Numbers don’t always tell us what we want to know, but they often tell us what we need to know.
Our society places a lot of importance on counting things. Cars, chairs, tickets, balls, doughnuts, money, stars, trees, miles, calories, students, wheels on the bus — you get the idea.
So why has the state of Michigan found it so darn hard to provide accurate counts of people infected with COVID-19 in long-term care facilities and nursing homes?
It seems like a somewhat simple task. The facilities we’re talking about have finite numbers of residents. And they’ve been commanded to adhere to regular testing protocols for monitoring and preventing the spread of COVID-19 in the vulnerable adults for whom they care.
Yet, somehow the tracking conducted by the Michigan Department of Health and Human Services looks like a stock market chart that rises and falls from day to day, depending upon who’s counting.
Worse, a Record-Eagle tracking of the state’s “dashboard” found the numbers sometimes linger for long periods without being updated. That’s despite state overseers’ pledge to provide new statistics each business day.
Lawmakers, family members, and this editorial board for months have repeatedly called on state officials to provide accurate counts. That’s why the continued lack of consistent, accurate numbers from state agencies that regulate such facilities is so concerning.
Do those in charge of overseeing and licensing nursing homes and care facilities really know what’s going on inside the places that carry their stamp of approval?
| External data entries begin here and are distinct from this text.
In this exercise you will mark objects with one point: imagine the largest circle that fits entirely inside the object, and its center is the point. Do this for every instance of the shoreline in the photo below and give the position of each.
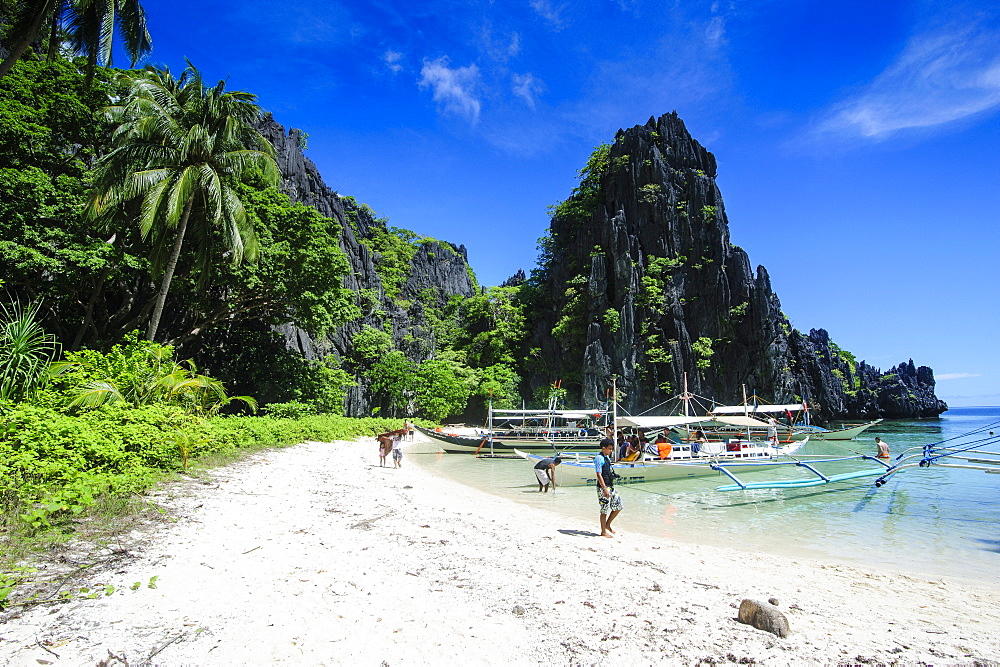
(314, 555)
(695, 532)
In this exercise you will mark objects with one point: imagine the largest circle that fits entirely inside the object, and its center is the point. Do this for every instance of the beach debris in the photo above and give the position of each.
(763, 616)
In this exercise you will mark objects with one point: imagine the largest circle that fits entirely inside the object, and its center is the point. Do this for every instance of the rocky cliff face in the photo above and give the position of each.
(643, 283)
(439, 270)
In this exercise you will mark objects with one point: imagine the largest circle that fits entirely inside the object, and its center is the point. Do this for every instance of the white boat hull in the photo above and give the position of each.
(848, 433)
(578, 469)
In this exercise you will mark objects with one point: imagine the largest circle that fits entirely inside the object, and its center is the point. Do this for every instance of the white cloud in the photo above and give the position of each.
(955, 376)
(715, 32)
(454, 89)
(939, 77)
(391, 59)
(549, 12)
(515, 45)
(526, 86)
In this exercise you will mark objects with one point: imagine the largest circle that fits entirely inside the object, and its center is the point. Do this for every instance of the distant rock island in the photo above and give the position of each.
(637, 280)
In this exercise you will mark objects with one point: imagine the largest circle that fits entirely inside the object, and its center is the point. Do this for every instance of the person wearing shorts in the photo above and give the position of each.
(608, 499)
(545, 471)
(397, 450)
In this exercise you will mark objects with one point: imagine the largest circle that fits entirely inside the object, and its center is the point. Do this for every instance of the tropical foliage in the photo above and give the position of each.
(25, 352)
(88, 26)
(177, 144)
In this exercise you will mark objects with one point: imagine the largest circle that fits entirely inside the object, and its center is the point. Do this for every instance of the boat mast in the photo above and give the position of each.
(746, 412)
(489, 421)
(614, 415)
(686, 397)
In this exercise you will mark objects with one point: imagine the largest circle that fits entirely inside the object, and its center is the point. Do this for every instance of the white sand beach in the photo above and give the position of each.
(314, 555)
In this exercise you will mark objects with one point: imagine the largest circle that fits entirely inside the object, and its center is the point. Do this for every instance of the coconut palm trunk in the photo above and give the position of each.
(168, 272)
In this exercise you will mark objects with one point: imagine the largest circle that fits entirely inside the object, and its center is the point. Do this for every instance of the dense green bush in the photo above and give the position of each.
(53, 465)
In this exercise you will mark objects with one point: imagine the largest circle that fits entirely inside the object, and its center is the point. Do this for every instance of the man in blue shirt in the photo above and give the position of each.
(607, 497)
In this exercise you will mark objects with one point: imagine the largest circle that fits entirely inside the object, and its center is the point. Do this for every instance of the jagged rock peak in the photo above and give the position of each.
(670, 137)
(518, 278)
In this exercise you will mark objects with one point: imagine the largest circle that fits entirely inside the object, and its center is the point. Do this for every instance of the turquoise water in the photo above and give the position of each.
(934, 521)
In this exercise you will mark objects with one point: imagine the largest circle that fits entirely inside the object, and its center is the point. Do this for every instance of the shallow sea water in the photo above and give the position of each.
(933, 522)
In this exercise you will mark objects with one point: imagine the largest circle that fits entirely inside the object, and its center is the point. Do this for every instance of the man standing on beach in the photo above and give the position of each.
(607, 497)
(545, 471)
(397, 449)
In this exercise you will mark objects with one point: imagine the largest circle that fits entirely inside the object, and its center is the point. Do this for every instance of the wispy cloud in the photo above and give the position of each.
(391, 59)
(939, 77)
(527, 86)
(955, 376)
(500, 48)
(549, 11)
(453, 88)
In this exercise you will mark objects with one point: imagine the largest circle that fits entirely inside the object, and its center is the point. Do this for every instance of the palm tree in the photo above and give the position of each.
(177, 146)
(90, 25)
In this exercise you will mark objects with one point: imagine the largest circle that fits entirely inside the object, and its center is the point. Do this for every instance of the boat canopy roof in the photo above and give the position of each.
(740, 420)
(751, 409)
(664, 421)
(568, 414)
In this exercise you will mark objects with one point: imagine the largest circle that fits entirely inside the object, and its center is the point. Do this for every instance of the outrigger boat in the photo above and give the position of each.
(969, 452)
(943, 455)
(727, 420)
(686, 459)
(550, 430)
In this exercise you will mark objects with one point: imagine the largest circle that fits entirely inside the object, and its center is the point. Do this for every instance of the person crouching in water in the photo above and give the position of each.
(545, 471)
(608, 499)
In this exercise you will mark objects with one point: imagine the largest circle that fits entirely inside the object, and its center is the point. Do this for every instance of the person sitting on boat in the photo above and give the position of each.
(697, 441)
(663, 447)
(632, 449)
(772, 429)
(883, 448)
(545, 471)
We fear the floppy data betrays deeper systemic flaws in the oversight mechanisms constructed to keep our most vulnerable adults safe. We worry the oversight system tasked with keeping residents at nursing homes and long-term care facilities well is as shot-through with flaws as the one Record-Eagle reporters found situated over the state’s adult foster care system.
In the case of AFC homes, Record-Eagle reporters uncovered a regulatory mechanism rife with overwhelmed inspectors who can’t possibly provide meaningful checks. A system that, at best, could be called reactive. A system that lets problems fester out of control before taking action to preserve the wellbeing of vulnerable adults.
Maybe that’s why we’re suspicious of what we aren’t being told by state officials about what they’re doing — or not doing — to keep COVID-19 from running wild through our state’s most vulnerable population. What we know about the things state officials didn’t want us to know is more than enough to confirm our fears.
Weeks ago, Record-Eagle reporters, through records produced in response to a Freedom of Information Act request, discovered MDHHS officials worked to keep their ill-conceived regional COVID-19 “hub” system under wraps. That scheme — one that defies common sense — called for paid bonuses and premiums to a number of nursing care facilities that volunteered to house COVID-19 patients who are well enough to leave hospitals, but can’t go home.
Now, four months later, our reporters learned MDHHS has commenced a quiet dismantling of that network that effectively paid a premium to move people infected with the pandemic disease into close proximity to those who statistics show are most likely to die if they become infected.
It seems unfathomable that agencies constructed to provide oversight of nursing homes and care facilities couldn’t — nearly six months after the first cases were detected in Michigan — provide accurate, consistent and updated counts of COVID-19 infections.
The numbers state officials seem incapable of providing don’t tell us what we want to know about the pandemic’s impact on our most vulnerable friends, family and neighbors.
But their absence tells us what we need to know about the system we rely upon to protect them.